Lo que sí sé es que la muerte del mítico guerrillero argentino en La Quebrada del Yuro, Bolivia, me marcaría de por vida y es, por cierto, el único símbolo de una ideología fallida que de algún modo veneré.
Perdono los errores garrafales de Ernesto Guevara en economía y política, y su amor por la violencia. Pero como arriesgó -y perdió- su vida, para demostrar su tesis, merece mi admiración.
En 1975, a raíz del primer congreso del Partido Comunista de Cuba, además de apasionarme los juegos de pelota en la calles, me devoraba el periódico Granma, y tenía la rara costumbre en un niño de 10 años, de ver todas las noches el noticiero nacional de televisión. Con esa edad, discutía mis criterios y me gustaba opinar.

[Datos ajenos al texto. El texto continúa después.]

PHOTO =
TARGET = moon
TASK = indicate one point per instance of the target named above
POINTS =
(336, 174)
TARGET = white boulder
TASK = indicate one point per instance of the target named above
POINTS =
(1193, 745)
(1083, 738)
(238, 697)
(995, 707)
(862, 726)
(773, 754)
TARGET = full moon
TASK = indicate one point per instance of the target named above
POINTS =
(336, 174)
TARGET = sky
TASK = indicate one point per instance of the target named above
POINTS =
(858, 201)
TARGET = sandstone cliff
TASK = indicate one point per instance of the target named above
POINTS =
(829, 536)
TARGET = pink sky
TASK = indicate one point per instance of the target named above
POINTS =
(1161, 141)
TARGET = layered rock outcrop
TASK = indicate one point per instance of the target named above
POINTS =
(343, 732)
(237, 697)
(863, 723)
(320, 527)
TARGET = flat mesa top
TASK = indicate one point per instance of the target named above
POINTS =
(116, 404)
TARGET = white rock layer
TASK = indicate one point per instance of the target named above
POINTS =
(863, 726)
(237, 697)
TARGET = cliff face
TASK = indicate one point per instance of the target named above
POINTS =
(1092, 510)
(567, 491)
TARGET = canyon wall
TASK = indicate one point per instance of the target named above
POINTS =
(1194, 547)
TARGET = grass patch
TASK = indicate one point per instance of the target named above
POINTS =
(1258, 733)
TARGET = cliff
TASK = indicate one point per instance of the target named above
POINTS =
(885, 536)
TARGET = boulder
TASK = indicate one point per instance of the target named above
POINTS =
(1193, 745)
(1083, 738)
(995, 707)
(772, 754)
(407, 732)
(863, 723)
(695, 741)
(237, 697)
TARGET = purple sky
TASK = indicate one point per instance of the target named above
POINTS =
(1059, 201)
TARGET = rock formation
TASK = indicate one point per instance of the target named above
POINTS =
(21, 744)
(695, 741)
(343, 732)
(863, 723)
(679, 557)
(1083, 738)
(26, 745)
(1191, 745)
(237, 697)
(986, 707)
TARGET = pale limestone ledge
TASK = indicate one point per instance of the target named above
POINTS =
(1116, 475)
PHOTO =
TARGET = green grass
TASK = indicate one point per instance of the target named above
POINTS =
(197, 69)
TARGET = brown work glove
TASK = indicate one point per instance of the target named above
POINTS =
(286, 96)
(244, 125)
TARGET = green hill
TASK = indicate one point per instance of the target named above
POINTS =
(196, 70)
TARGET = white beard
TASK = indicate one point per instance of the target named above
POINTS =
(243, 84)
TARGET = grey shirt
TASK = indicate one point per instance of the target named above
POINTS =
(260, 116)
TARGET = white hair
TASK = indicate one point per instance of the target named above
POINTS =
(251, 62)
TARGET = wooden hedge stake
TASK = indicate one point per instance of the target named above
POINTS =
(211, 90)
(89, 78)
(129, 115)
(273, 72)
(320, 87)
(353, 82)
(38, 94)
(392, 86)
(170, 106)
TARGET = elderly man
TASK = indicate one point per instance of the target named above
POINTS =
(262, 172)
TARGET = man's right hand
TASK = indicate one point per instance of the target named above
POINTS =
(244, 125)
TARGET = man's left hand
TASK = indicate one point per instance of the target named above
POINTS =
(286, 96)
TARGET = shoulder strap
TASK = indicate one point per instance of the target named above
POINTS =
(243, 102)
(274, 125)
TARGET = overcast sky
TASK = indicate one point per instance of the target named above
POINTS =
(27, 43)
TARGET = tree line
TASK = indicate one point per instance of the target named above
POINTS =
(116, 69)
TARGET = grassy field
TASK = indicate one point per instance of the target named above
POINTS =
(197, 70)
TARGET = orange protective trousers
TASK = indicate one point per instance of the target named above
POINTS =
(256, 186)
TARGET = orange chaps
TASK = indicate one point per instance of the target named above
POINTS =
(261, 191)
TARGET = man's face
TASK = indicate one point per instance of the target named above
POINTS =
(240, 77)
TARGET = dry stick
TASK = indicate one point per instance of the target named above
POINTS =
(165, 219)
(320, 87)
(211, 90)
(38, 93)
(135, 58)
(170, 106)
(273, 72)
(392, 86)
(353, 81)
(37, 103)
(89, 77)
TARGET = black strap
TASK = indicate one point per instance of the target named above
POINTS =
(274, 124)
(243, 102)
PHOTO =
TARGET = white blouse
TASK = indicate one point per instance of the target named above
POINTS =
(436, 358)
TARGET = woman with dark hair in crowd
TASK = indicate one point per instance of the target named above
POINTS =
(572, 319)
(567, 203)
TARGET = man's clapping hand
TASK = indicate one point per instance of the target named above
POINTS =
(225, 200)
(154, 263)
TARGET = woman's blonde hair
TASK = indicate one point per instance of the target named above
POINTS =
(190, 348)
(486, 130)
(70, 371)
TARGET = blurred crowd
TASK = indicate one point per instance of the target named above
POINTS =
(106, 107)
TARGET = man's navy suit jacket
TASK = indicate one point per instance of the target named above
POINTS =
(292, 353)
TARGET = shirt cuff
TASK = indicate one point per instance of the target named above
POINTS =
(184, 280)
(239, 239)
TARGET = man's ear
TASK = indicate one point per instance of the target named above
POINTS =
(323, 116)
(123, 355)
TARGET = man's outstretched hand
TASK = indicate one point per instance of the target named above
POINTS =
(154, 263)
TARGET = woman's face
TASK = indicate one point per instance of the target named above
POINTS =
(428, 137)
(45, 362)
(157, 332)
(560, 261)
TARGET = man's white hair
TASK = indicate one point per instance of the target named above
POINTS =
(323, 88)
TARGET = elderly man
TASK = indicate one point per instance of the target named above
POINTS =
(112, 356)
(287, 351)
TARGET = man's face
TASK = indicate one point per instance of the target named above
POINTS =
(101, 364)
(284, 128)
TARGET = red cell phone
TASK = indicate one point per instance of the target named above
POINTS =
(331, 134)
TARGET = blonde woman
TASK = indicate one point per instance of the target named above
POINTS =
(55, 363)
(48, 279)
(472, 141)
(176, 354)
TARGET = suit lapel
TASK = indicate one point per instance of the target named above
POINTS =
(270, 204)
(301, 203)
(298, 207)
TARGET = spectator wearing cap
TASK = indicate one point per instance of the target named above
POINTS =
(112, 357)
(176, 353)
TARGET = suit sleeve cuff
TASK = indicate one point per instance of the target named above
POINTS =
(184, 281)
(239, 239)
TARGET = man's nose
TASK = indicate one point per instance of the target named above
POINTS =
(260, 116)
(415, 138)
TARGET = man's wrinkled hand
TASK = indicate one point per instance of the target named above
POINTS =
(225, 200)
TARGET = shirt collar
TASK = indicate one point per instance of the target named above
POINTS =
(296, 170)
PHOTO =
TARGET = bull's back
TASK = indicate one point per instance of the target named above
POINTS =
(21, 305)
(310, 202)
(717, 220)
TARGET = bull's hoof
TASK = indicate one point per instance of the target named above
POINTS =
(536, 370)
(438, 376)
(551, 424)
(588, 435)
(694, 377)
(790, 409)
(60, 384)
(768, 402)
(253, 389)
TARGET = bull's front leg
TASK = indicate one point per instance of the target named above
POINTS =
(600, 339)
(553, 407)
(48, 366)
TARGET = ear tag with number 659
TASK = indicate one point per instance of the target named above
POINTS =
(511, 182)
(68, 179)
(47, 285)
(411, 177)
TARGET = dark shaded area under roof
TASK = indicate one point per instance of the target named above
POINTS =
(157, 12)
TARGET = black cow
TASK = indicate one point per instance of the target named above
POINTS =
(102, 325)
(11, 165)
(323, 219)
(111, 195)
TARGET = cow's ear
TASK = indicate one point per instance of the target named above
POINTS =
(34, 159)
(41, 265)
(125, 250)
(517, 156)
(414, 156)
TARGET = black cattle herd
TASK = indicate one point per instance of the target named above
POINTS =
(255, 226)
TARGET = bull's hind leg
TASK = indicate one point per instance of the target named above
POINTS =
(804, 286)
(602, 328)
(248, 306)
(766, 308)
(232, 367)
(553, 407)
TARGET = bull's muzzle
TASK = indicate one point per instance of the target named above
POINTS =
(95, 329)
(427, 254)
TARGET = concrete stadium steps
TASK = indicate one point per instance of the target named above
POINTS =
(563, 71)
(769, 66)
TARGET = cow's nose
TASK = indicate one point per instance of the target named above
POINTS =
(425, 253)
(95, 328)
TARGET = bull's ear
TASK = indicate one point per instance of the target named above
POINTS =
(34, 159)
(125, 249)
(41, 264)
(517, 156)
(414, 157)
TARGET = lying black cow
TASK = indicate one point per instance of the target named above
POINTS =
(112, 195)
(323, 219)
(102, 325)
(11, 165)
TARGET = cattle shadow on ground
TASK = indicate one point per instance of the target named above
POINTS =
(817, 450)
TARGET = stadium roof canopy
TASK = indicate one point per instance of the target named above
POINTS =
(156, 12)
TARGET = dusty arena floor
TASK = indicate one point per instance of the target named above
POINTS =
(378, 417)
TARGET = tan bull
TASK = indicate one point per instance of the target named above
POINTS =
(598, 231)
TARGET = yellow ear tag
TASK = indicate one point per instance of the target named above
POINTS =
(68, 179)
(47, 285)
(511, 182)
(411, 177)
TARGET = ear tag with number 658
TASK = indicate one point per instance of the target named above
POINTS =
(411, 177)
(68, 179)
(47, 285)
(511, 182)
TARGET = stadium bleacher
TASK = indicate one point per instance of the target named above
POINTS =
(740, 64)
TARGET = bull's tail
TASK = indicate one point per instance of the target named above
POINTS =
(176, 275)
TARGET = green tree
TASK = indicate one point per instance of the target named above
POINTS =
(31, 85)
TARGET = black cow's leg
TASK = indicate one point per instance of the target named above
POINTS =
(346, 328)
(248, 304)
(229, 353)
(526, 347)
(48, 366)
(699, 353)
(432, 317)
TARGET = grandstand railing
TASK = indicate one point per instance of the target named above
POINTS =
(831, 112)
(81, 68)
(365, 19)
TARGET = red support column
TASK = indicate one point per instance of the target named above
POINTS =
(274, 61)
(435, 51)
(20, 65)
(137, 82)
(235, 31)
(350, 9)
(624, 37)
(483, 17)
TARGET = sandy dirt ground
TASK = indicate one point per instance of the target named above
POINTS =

Hasta ese momento, la palabra revolución la escribía con mayúscula: todavía la consideraba perfecta. Para casi todos los de mi generación, Fidel Castro era el Gran Hermano. Me faltaba aún lucidez. No podía discernir que el presidente de mi país estaba al frente de todos los disparates habidos y por haber.
Que dirigía el país como un campamento, con el riesgo de sus peligrosas quimeras y el morbo por la guerra y el desvarío que cosechaba fracasos (el más sonado sería el de la zafra de los diez millones), año tras año, de campaña en campaña, incansablemente.
Al igual que la mayoría de los de mi generación, lloré el crimen de Barbados, las agresiones a los pescadores y a la economía. Entonces no podía entender que a un dictador de izquierda se le oponían y oponen energúmenos iguales que él y violentos radicales de derecha, que con oportunismo político e injustificados ataques, sirven en bandeja de plata la justificación para que la siniestra contrapartida de La Habana monte su maquinaria de odio para los muchos de mi generación que todavía quedan en la isla.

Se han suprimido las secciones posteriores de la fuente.